Drier. Thinner. New breakouts. Slower to heal.

Skin loses about 30% of its collagen in the first five years after menopause. It's thinner, drier, more reactive, and for some, adult acne makes a surprise comeback in your fifties. Here's what's actually happening, what's worth doing about it, and what isn't worth your money.

Estrogen has been doing a lot of quiet work for your skin: building collagen, holding moisture, keeping sebum in line, helping wounds close. As it drops, all of that resets, visibly. Lines deepen, texture changes, the jawline softens, breakouts come back for some, dryness arrives for nearly everyone. The beauty industry has made a fortune off this exact moment. Most of what genuinely works is dull and cheap. A small handful of treatments are worth real money. Knowing the difference is the whole game.

Step 01 of 04

What's happening

What's actually going on

Skin in midlife isn't 'ageing' in some abstract sense, there are specific, measurable shifts you can name.

  • Collagen drops fast in the first five years

    Evidence

    Roughly 30% loss of dermal collagen in the first five years after menopause, then a slower decline of 1-2% per year. This drives most of the visible change, laxity, fine lines, deeper folds.

  • Skin is drier and more permeable

    Evidence

    Estrogen helps maintain the lipid barrier and hyaluronic acid content. As it falls, transepidermal water loss rises, skin gets drier, tighter, sometimes itchy. Reactivity to products that used to be fine increases.

  • Sebum balance shifts in two directions

    Evidence

    Some women get suddenly drier; others get oilier on the chin and jaw with adult acne. The androgen-to-estrogen ratio drives this. Both are normal. Both are treatable.

  • Wound healing slows

    Evidence

    Cuts, surgical incisions, even shaving nicks heal more slowly. This is hormonal and structural, not a mystery. Worth knowing if you're planning a procedure.

  • Jawline laxity and the 'menopause jowl'

    Evidence

    Bone resorption in the lower face plus loss of subcutaneous fat and collagen produces a recognisable jawline change. It's not just skin, the underlying scaffold is changing too.

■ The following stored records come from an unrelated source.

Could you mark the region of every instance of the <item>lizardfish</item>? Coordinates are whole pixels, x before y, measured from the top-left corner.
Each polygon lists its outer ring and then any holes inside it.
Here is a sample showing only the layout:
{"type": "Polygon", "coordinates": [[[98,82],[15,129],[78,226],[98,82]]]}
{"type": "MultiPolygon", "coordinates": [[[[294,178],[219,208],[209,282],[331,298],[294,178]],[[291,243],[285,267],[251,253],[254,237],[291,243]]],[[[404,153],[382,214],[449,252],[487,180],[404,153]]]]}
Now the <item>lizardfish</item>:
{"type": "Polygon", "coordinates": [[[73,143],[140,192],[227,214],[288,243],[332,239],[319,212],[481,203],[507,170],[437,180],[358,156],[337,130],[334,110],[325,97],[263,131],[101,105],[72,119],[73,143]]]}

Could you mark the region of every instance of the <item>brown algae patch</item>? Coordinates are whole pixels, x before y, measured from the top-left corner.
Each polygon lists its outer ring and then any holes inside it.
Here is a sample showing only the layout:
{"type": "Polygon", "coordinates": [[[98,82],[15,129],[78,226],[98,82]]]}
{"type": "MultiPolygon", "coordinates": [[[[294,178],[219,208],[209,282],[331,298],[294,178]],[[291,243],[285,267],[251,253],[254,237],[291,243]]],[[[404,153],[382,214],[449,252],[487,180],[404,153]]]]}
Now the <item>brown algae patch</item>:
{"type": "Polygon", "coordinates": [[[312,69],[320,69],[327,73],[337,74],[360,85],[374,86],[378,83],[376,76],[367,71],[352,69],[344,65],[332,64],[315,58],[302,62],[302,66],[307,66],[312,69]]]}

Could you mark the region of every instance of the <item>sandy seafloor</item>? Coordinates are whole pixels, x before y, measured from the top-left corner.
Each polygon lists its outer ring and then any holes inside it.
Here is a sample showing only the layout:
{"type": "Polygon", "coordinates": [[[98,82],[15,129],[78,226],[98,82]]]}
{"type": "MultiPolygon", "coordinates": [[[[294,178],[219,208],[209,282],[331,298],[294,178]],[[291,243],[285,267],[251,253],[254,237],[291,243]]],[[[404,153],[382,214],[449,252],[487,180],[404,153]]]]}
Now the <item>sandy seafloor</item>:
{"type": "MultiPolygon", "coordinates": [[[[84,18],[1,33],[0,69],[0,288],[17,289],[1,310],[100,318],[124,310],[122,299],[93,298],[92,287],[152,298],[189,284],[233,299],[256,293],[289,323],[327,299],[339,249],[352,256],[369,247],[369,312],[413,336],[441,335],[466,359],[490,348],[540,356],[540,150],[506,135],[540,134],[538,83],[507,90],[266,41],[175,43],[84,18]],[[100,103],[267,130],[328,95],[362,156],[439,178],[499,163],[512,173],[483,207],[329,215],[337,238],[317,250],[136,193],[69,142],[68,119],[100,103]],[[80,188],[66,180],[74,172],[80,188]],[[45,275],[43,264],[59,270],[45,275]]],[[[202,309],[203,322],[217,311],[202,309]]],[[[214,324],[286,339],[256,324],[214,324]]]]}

  • Pigmentation gets harder to manage

    Evidence

    Sun-damage that lived dormant for decades surfaces. Melasma can flare. New lentigines (age spots) appear. SPF becomes the single highest-leverage thing you can do.

Step 02 of 04

What to try

What people actually find helps

Five things do most of the work. Stack them, give them six months, and ignore the next product launch.

  • Daily SPF 30+, non-negotiable

    Evidence

    More important than any serum, cream, or treatment. UV damage drives more visible ageing than estrogen loss. Mineral or chemical, whatever you'll actually wear daily, on cloudy days too. This is the single highest-leverage skin habit.

  • A retinoid most nights

    Evidence

    Tretinoin, adapalene or retinol. The most studied anti-ageing molecule, full stop. Builds collagen, smooths texture, fades pigmentation. Start low (twice a week), buffer with moisturizer, give it three months. Adapalene is OTC, very well tolerated.

  • Vaginal estrogen has a face equivalent: estriol cream

    Medical

    Topical estriol cream applied to the face has small-trial evidence for collagen, hydration and texture in postmenopausal women. Available by prescription in many regions. Worth asking a menopause-trained dermatologist about.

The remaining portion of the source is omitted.